Julia Osman is an assistant professor at Mississippi State University, where her research interests focus on the culture of the French army during the seventeenth and eighteenth centuries. Her publications include Citizen Soldiers and the Key to the Bastille, which considers the Atlantic contexts of French military reform and revolution. She is currently working on projects that explore civilians and their exposure to real or imagined military violence.
Lafayette, the Lameths and 'republican monarchy', 1789-1791
Munro Price is a British historian noted for his award-winning work on French history. Price was educated at Cambridge University and for most of his career he has been based at the University of Bradford, where he is currently professor of Modern European History. Professor Price's main field is modern French and European history, focusing on the French Revolution. He is the author of numerous books, including The Fall of the French Monarchy: Louis XVI, Marie Antoinette and the Baron de Breteuil won the 2002 Franco-British Society Literary Prize, and most recently, Napoleon: The End of Glory (2014).
Revisiting the historical work of Jacques Godechot and Robert R. Palmer, founders of Atlantic History
Marie-Jeanne Rossignol is a Professor of American history and civilization at University Paris Diderot, Paris, France.

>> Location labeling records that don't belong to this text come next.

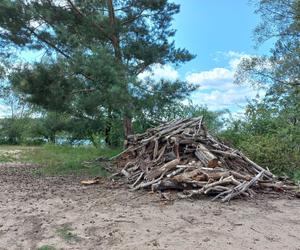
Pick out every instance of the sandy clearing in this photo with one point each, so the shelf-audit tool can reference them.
(105, 217)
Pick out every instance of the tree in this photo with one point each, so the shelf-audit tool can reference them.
(94, 52)
(270, 133)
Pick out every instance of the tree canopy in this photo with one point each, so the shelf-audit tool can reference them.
(93, 53)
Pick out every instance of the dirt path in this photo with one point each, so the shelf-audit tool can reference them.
(58, 212)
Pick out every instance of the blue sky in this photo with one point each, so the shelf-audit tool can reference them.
(219, 32)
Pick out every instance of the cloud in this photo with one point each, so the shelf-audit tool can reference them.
(158, 72)
(215, 78)
(3, 110)
(217, 89)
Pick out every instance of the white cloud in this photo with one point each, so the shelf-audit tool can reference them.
(217, 89)
(3, 110)
(214, 78)
(158, 72)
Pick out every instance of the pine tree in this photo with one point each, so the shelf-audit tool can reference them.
(94, 51)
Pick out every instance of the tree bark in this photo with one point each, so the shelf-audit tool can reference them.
(114, 37)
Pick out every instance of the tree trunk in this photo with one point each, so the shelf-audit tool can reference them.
(114, 37)
(127, 125)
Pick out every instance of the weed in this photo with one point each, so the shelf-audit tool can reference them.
(66, 234)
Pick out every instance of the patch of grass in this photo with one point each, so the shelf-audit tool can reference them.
(66, 234)
(46, 247)
(296, 175)
(61, 160)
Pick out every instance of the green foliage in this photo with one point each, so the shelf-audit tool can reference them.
(66, 234)
(94, 52)
(270, 133)
(59, 160)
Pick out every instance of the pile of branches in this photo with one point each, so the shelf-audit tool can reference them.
(181, 155)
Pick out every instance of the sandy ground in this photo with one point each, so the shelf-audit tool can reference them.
(33, 210)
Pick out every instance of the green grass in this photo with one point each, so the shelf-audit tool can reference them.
(46, 247)
(66, 234)
(58, 160)
(296, 175)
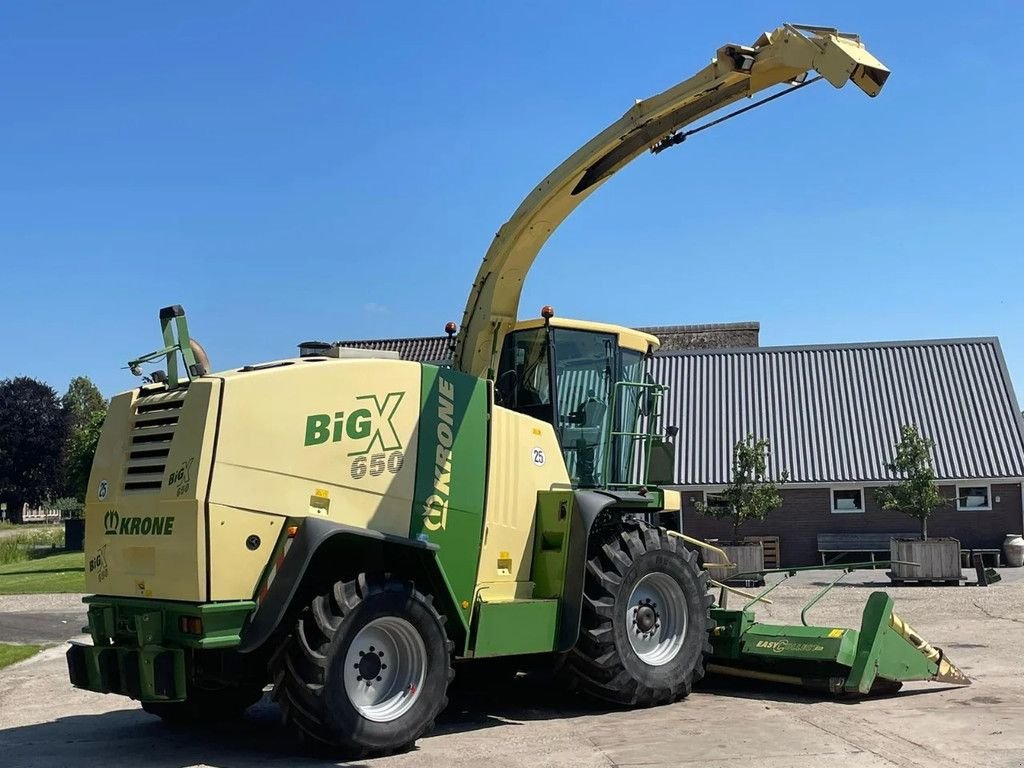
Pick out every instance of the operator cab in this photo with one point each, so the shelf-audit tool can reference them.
(589, 381)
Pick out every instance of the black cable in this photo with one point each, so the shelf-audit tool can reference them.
(679, 137)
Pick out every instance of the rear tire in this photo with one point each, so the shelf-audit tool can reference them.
(646, 619)
(366, 669)
(205, 706)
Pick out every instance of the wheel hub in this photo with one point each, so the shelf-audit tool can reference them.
(655, 619)
(645, 619)
(384, 669)
(371, 665)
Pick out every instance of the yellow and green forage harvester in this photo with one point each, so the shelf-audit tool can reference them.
(346, 526)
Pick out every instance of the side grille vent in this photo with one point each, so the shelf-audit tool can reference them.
(153, 430)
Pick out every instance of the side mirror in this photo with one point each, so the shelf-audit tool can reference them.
(662, 468)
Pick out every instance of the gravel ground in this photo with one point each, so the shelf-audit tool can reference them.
(44, 722)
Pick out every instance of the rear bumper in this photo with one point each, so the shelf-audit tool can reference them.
(151, 674)
(140, 648)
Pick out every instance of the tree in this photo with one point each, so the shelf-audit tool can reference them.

Her first book The Nationalist Ferment: The Origins of U.S. Foreign Policy, 1789-1812 (Ohio State University Press, 2003) won the OAH Foreign Book Prize in 1996. A specialist of the early American Republic, she has worked since on the history of slavery and abolition in the United States with an Atlantic perspective. She published the first French translation of William Wells Brown’s slave narrative in 2012 (with Claire Parfait), and is currently translating and editing Anthony Benezet’s famous Some Historical Account of Guinea (1771) with other French scholars. Her most recent article on Atlantic antislavery, focusing on the connections between Crèvecoeur, Jacques-Pierre Brissot, French and American antislavery, was published in Quakers and Abolition, edited by Geoffrey Plank and Brycchan Carey (2014). One of the founders of the European Early American Studies Association (EEASA), she was the president of the association between 2010 and 2012.
La Fayette and the Passage of the Ship La Victoire in 1777: New Interpretations
Professor Patrick Villiers is a French modernist historian and a specialist of the French Navy, privateers, convoys, colonial trade and sea warfare from Louis XIII to Napoléon I. He has held professorships at the University Littoral-côte d’Opale ULCO (Dunkirk-Calais-Boulogne). He founded and managed the Centre of Research on Maritime and Coastal History (CRHAEL) from 1995 to 2012. He is retired, but currently is vice-chairman of Société français d’Histoire maritime and member of the Historical Research Team of the French Society of the Sons of the American Revolution. He as received five prizes from Académie de Marine. His latest book La Fayette, rêver la gloire (2013) with Laurence Chatel de Brancion (member, DAR) is going to be published in English and available in the USA in spring 2015.
Atlantic Dimensions of the American Revolution: Imperial Priorities and the Portuguese Reaction to the North American Bid for Independence
Walker is an associate professor of history at the University of Massachusetts Dartmouth. Recent publications include “Atlantic Dimensions of the American Revolution: Imperial Priorities and the Portuguese Reaction to the North American Bid for Independence (1775-1783),” and “The Medicines Trade in the Portuguese Atlantic World: Dissemination of Plant Remedies and Healing Knowledge from Brazil, c. 1580-1830.”
This conference is dedicated to the memory of Jacques Godechot and Robert R. Palmer, the founders of Atlantic History.